Buysiders Institute

The J-curve and pacing

Buysiders InstituteRead time: 7 minutes

Why early returns look negative, and how to build a program that smooths it out.

A private fund tends to lose money on paper before it makes it. Fees are charged from day one, deals take time to prove out, and early write-downs arrive before exits do, so the reported return dips below zero before curving up as the winners mature. Plotted over time, that path traces a J, hence the J-curve.

Understanding the J-curve is what separates an allocator who panics at a young fund's negative marks from one who expects them. And the tool that tames the J-curve at the portfolio level is pacing: committing in a deliberate rhythm rather than all at once.

Why the curve dips first

In the early years, a fund draws capital and pays fees while its investments are too young to show gains. Some deals get marked down before any get marked up, so the net return is negative. This is not a sign of a bad fund, it is the normal shape of a good one, and a fund that shows only gains in year one should invite more suspicion, not less.

The curve turns upward as the investment period ends and the harvest begins. Exits convert paper value into cash, distributions flow, and the return climbs above zero and, for a successful fund, well beyond. The depth and length of the dip vary by strategy: venture has the deepest, longest J-curve, credit among the shallowest.

Pacing: committing on a schedule

A single fund puts an LP on a lonely J-curve. A program of many funds, one or two new commitments every year across vintages, overlaps those curves so that as young funds dip, older ones are distributing. Over time the outflows of new funds are partly funded by the returns of mature ones, and the whole program smooths into a steadier profile.

Pacing is therefore not a nicety, it is how an allocator reaches and holds a target allocation to private markets without lurching. Commit too fast and you are overexposed at the top of a cycle.
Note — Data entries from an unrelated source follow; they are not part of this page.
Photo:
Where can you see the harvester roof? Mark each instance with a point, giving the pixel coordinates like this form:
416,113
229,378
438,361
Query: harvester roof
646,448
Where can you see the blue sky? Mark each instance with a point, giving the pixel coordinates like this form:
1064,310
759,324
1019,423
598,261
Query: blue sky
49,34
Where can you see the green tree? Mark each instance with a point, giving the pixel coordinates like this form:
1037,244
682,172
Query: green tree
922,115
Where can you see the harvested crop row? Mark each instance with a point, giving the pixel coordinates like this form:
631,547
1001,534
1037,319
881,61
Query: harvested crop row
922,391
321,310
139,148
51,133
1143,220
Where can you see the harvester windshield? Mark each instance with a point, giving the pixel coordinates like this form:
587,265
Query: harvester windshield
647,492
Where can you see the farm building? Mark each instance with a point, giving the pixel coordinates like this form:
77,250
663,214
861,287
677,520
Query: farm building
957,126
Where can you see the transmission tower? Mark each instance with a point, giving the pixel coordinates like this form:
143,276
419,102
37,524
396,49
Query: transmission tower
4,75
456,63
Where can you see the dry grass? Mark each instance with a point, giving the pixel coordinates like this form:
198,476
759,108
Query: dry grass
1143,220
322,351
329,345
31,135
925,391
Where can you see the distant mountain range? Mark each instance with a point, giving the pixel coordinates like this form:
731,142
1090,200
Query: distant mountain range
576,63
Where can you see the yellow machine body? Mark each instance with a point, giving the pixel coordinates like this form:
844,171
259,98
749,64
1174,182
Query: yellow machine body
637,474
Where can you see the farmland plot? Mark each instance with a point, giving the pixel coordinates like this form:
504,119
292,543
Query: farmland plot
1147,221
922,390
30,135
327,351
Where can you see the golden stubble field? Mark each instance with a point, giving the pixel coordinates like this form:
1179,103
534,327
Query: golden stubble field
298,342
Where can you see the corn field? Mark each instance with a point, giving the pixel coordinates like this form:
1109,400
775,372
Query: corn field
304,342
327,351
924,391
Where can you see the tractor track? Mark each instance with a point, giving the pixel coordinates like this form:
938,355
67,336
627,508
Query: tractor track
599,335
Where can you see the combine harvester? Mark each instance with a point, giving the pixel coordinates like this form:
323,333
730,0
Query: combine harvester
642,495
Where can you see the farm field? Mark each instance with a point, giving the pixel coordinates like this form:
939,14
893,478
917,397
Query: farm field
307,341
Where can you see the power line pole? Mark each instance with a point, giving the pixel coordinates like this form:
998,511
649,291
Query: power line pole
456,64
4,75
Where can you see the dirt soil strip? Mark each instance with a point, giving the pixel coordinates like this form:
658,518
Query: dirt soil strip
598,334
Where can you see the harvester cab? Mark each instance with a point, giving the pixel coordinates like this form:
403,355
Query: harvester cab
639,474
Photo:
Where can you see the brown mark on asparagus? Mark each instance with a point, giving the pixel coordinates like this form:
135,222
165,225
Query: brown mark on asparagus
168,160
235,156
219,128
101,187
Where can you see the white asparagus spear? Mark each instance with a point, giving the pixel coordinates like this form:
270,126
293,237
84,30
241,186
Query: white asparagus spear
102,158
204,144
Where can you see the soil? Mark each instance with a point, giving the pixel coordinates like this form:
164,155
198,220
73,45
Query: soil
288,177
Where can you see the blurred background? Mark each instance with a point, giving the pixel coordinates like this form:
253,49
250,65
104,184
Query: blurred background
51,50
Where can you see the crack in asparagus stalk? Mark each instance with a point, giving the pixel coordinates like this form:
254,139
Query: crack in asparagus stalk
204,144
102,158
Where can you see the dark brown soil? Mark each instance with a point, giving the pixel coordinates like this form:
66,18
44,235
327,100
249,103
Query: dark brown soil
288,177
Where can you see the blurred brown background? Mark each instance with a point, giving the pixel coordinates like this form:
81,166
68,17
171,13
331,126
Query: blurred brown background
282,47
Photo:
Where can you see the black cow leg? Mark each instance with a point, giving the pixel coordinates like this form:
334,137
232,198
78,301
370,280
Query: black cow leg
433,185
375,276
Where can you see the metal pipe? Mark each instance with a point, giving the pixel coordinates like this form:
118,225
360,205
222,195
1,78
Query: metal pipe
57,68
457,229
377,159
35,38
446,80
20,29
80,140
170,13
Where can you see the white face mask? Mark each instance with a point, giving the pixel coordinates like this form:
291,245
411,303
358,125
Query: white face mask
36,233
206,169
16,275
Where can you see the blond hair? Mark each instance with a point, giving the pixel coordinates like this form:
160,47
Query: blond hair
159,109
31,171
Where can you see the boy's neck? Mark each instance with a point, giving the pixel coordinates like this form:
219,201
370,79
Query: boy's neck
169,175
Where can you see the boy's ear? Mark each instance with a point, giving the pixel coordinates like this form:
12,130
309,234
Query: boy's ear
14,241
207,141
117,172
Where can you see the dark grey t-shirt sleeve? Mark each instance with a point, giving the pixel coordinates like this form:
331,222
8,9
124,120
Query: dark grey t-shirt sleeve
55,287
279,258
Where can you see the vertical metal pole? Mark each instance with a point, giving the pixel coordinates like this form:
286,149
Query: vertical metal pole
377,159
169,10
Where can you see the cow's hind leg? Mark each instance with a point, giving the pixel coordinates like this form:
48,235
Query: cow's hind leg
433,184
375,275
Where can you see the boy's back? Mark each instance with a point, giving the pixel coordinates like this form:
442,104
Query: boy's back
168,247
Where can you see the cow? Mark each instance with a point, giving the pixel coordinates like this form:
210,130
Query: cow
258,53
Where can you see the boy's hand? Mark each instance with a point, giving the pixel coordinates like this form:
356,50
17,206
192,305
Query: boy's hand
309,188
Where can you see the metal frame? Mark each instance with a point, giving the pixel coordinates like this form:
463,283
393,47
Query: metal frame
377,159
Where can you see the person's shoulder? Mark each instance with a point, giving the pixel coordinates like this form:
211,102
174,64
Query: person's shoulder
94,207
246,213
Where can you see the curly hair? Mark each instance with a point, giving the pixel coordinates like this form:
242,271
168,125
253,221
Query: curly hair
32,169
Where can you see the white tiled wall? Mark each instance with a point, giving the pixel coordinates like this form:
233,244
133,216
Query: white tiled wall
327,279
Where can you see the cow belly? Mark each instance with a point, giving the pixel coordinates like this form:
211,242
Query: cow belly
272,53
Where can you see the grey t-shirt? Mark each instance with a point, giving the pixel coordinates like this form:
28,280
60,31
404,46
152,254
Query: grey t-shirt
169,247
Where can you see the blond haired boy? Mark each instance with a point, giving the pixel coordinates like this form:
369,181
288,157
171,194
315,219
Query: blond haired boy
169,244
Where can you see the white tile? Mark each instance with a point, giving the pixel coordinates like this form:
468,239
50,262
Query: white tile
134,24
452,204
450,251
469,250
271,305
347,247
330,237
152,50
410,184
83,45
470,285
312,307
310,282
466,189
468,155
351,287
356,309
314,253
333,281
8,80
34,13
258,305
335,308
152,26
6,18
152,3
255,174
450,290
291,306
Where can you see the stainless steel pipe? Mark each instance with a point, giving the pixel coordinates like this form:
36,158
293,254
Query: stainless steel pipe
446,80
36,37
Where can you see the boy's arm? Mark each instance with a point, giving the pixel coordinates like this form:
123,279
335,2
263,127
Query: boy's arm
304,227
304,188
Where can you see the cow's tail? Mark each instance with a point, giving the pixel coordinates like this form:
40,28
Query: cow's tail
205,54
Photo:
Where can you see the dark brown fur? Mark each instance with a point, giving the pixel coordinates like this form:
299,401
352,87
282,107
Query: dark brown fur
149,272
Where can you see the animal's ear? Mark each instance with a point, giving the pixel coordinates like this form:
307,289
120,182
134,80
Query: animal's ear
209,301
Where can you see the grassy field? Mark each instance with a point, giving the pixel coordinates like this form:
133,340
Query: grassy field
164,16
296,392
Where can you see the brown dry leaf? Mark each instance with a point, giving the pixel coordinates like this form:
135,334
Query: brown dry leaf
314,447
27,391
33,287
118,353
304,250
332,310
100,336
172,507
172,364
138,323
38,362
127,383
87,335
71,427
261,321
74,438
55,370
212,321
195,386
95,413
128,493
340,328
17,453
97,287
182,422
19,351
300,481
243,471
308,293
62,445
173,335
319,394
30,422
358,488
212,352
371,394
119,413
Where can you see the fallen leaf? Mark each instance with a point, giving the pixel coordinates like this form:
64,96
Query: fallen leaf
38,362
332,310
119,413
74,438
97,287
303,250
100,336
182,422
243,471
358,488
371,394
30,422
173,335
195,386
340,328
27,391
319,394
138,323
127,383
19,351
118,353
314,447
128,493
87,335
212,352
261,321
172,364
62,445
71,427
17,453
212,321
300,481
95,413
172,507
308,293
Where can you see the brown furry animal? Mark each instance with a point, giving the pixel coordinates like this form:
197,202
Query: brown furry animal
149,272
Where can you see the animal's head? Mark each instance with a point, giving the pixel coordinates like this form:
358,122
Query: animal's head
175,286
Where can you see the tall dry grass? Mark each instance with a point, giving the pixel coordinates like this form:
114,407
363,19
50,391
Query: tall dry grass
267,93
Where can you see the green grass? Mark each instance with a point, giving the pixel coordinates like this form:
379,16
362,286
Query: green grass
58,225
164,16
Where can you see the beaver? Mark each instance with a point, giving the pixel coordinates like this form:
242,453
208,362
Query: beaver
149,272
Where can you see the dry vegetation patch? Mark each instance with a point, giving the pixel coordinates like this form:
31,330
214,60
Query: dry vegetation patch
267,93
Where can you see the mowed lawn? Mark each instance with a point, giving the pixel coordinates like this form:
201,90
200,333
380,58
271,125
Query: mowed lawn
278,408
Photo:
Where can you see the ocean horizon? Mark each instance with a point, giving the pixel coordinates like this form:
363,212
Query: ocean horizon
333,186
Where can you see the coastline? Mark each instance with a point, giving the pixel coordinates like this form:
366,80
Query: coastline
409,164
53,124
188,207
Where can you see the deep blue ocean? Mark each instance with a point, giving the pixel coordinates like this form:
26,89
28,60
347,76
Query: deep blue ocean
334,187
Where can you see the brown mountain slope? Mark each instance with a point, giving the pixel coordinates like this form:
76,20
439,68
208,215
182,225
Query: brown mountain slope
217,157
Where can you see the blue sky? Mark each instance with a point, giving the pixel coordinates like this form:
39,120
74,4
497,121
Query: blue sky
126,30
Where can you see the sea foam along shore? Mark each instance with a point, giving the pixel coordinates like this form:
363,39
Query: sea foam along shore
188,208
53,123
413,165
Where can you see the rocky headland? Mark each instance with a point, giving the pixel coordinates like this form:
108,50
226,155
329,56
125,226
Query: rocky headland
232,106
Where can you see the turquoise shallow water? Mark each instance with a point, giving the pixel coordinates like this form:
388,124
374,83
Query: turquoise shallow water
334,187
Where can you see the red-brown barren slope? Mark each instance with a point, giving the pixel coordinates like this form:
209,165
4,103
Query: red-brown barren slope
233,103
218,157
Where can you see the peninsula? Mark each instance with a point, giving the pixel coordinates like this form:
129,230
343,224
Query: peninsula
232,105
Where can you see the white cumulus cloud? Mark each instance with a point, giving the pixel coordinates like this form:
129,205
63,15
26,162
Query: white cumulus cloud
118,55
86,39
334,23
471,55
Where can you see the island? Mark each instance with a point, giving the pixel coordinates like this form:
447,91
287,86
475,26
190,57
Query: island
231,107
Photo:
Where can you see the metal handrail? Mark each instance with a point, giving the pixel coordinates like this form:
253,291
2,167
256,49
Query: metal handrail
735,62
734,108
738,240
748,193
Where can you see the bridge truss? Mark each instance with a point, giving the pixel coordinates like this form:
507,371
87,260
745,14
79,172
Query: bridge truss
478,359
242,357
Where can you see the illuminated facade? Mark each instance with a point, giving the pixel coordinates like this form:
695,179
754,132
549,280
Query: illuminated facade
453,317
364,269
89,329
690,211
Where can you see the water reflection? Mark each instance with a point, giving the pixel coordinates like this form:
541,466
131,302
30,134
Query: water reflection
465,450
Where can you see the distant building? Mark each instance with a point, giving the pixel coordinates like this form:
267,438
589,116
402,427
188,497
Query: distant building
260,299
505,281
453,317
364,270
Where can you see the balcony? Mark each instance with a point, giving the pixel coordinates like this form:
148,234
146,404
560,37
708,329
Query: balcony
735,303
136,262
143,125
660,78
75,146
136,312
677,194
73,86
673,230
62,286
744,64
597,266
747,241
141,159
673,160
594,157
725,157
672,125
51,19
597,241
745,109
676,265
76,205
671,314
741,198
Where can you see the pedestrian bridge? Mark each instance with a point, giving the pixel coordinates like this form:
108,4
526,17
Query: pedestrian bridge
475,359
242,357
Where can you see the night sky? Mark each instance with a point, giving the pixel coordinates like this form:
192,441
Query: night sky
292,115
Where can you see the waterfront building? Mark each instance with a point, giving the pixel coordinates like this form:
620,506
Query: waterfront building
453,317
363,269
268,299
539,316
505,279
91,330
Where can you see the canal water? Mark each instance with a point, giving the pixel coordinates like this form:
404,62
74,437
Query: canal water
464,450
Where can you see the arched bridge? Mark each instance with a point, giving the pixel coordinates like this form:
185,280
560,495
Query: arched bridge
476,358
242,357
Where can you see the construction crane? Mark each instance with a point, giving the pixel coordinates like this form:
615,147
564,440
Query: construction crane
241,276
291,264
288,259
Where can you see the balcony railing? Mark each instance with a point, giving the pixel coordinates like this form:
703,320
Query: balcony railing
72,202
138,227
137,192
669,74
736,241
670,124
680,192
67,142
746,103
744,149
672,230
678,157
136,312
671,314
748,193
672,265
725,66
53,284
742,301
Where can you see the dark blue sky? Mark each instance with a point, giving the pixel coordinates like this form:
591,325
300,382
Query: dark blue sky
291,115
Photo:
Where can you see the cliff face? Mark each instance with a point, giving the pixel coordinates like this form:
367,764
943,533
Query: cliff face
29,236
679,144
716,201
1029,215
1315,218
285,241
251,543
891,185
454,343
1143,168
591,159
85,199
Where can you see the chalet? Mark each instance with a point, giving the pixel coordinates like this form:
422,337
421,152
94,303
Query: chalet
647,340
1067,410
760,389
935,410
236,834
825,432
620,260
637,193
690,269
Commit too slowly and your program never reaches its intended size, leaving capital sitting in lower-returning assets.

The denominator problem

Because private assets are valued infrequently, they do not fall as fast as public markets in a crash. When public portfolios drop, the private allocation can suddenly look oversized as a share of a shrunken total, the denominator effect, tipping an investor above its private-markets target without doing anything.

This forces awkward choices: slow or pause new commitments, or sell existing stakes in the secondary market at a discount. A well-designed pacing plan anticipates this, keeping enough flexibility that a market drop does not force the program to seize up exactly when the best vintages are being raised.